Going back to Malaysia kept being postponed. I could not face seeiing my loved ones looking like this. Malaysia is a country fuelled on foods, and not even close to the health type of craze. Fat, carby, sugared stuff. The first phrase you’ll learn is ‘Sudah makan?’, which is a Malaysian greeting meaning ‘have you eaten yet?’ which is the replacement for ‘hi’. They would not survive the look of me, and I would not survive that.
It wasn’t until Christmas that year that I stepped on the scale and hit an ultimate low. I cried and realized something had to change would I ever be able to go anywhere ever again. Even the thought of going into town had gotten too scary. What if my heart would stop? What if I’d get distracted again while crossing the street? What if people would say nasty things again? Could I cope with another judging look? And why was it so far away? Wouldn’t I get tired? And what if I’d get hungry? How fast could I get back home? etc. Even the thought of just leaving my house became so overwhelming I would cry myself to sleep (if I’d even manage to fall asleep, that is…) nights in a row. I did no longer even dream of foreign, exotic place anymore. All had gotten too scary.
And sleeping was pretty much absent in my life anyway.
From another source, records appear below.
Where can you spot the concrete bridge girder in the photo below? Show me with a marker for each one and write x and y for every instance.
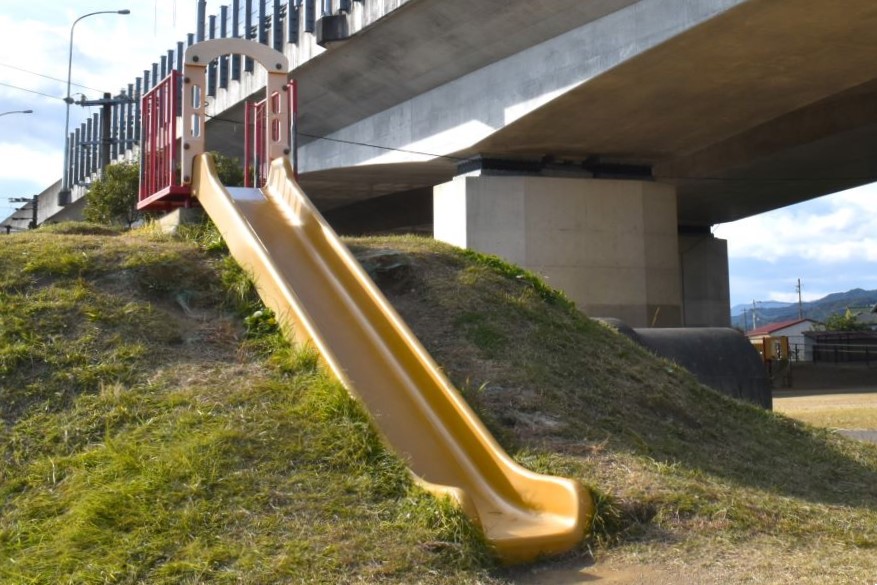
(722, 98)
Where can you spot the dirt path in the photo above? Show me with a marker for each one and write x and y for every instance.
(853, 413)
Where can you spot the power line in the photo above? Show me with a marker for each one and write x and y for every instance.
(353, 143)
(54, 97)
(23, 70)
(405, 150)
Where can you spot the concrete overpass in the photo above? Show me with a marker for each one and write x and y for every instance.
(595, 142)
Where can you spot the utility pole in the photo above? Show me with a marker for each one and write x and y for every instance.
(800, 305)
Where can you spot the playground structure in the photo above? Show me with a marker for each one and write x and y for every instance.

Now I have some short trips (Istanbul with the fam, Berlin with Uni and over a month of Cuba with my good ol’ backpack) ahead. People no longer worry when I tell them I’m off travelling again, which, when I was sick, they would. They’d declare I was nuts, that one could not travel when in that condition, etc. I, ofcourse, thought differently, but I do finally see their point. It would have either killed me or saved me, but that’s a real big leap to take.
So now again I will travel. When I travel I absorb. I absorb bits and pieces of newness into me. But not in a toxic way. I take the good bits and mix them with the me bits. There is no ‘old me’ to justify, to try and change, to ignore. There is only the new me, willing to learn and experience.
Travelling, for me, is freedom. Freedom from my own disordered, slightly autistic, overly conscious and cautious brain. In a way one could see it as running, but it’s not. You cannot run from your own brain. Wherever you go, when the problem is in your head, you will take it with you. You might be able to silence it for a while, but it will not disappear by running. By being somewhere unknown, I cannot cling to all my safe routines. I need to find new ways to cope and to open up.
When I ‘go’, I need to ‘let go’.
I need to let be, and be. Be me.
Do you (like to) travel? How has it affected and shaped you&your life? Your dreams? Your plans? Please, share!